Saat ini terdapat tiga rombongan belajar atau rombel yang terdiri atas dua rombel tingkat SMP dan satu rombel tingkat SMA. Masing-masing rombel diisi sekitar 25 siswa.
Pada pagi hari, siswa belajar bersama guru di kelas, sementara sore hingga malam mereka didampingi wali asuh di asrama.
“Sejauh ini kendala yang ditangani adalah pembiasaan, karena anak-anak ini putus sekolah dalam jangka waktu yang tidak sebentar. Jadi kita harus membuat mereka terbiasa kembali belajar lagi,” ungkap Rhizal.
Perubahan mulai terlihat perlahan. Anak-anak yang sebelumnya tertutup kini mulai aktif di kelas. Mereka menjadi lebih mandiri dan mulai kembali memiliki cita-cita.
Salah satunya dirasakan Danier Olivianti Hertanti. Remaja yang baru lulus SD itu memilih melanjutkan pendidikan di Sekolah Rakyat karena kondisi ekonomi keluarganya yang terbatas.
“Sekolah di sini enak, banyak teman, wali asuhnya baik dan gurunya ngajarnya baik terus bikin aktif di kelas,” ujar Danier.
Meski tinggal jauh dari orang tua membuatnya sesekali merasa rindu rumah, Danier mengaku nyaman menjalani hari-harinya di asrama. Ketika memiliki masalah dengan teman, ia memilih bercerita kepada guru atau wali asuh.
Di balik keterbatasan yang pernah ia alami, Danier kini menyimpan mimpi besar. Ia ingin menjadi guru tari dan memiliki sanggar sendiri suatu hari nanti.
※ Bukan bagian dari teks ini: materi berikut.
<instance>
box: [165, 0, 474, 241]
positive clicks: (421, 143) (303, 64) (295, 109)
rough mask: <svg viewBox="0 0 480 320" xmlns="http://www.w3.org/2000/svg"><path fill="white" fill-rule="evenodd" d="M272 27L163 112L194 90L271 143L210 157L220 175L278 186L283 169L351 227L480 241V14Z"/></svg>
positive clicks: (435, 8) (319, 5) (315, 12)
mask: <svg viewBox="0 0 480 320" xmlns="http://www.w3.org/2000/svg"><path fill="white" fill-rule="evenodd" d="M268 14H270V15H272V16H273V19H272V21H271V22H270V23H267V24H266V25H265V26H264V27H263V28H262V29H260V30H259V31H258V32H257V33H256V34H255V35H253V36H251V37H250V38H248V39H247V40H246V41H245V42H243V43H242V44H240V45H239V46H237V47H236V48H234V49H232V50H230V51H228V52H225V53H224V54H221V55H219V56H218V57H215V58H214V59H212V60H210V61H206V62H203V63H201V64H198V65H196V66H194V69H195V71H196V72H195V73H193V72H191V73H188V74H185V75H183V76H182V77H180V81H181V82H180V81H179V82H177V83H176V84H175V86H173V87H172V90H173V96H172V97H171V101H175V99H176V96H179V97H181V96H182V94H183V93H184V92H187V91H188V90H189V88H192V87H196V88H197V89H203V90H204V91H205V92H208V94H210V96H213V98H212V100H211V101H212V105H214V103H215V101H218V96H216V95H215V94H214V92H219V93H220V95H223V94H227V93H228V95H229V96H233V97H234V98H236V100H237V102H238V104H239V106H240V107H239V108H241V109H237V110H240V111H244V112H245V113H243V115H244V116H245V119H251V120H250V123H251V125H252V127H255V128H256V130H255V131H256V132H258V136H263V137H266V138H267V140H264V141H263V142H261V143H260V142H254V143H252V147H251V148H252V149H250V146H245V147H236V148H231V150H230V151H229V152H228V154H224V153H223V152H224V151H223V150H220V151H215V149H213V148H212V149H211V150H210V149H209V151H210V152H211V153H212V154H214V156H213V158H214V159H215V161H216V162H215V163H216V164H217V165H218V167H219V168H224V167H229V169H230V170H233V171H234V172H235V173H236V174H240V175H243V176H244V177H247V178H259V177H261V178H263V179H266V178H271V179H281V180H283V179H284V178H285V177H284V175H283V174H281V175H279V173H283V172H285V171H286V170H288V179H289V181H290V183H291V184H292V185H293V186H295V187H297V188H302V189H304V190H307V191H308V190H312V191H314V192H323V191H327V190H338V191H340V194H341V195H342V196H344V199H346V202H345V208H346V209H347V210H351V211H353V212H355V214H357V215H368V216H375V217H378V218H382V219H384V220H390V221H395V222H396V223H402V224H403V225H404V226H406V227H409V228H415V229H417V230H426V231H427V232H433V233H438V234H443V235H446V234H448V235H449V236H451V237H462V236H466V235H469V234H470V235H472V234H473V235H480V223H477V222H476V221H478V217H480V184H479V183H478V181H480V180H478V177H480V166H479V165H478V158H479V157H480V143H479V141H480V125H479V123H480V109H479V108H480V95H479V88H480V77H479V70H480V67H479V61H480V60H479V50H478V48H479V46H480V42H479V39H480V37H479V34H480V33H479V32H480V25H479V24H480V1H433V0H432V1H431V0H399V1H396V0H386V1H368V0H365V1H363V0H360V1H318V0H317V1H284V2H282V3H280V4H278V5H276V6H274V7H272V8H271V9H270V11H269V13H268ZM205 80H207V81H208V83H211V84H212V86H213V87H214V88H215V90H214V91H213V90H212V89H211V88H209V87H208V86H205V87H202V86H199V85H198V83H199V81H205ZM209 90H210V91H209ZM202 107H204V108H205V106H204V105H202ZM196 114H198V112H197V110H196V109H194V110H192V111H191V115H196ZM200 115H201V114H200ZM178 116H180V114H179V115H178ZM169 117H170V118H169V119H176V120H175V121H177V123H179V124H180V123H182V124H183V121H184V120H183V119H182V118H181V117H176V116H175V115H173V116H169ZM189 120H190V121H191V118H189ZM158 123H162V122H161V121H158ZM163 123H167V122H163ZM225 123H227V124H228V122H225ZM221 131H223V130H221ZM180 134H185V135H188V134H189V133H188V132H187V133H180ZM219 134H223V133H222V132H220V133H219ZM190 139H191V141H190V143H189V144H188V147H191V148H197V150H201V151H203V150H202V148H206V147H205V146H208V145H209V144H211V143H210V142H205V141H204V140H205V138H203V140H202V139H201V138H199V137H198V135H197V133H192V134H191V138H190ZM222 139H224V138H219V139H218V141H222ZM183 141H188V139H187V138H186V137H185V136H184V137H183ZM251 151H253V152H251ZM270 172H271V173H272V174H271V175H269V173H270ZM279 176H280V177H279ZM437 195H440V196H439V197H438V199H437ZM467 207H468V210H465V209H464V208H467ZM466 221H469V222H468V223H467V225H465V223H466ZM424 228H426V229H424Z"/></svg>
“Kadang suka kangen sama orang tua, tapi nyaman sekolah di sini untuk bisa meraih cita-cita jadi guru tari yang punya sanggar sendiri,” tuturnya.
Sekolah Rakyat bukan sekadar tempat belajar bagi anak-anak dari keluarga miskin ekstrem. Bagi mereka, sekolah ini menjadi ruang untuk kembali percaya bahwa masa depan masih bisa diperjuangkan.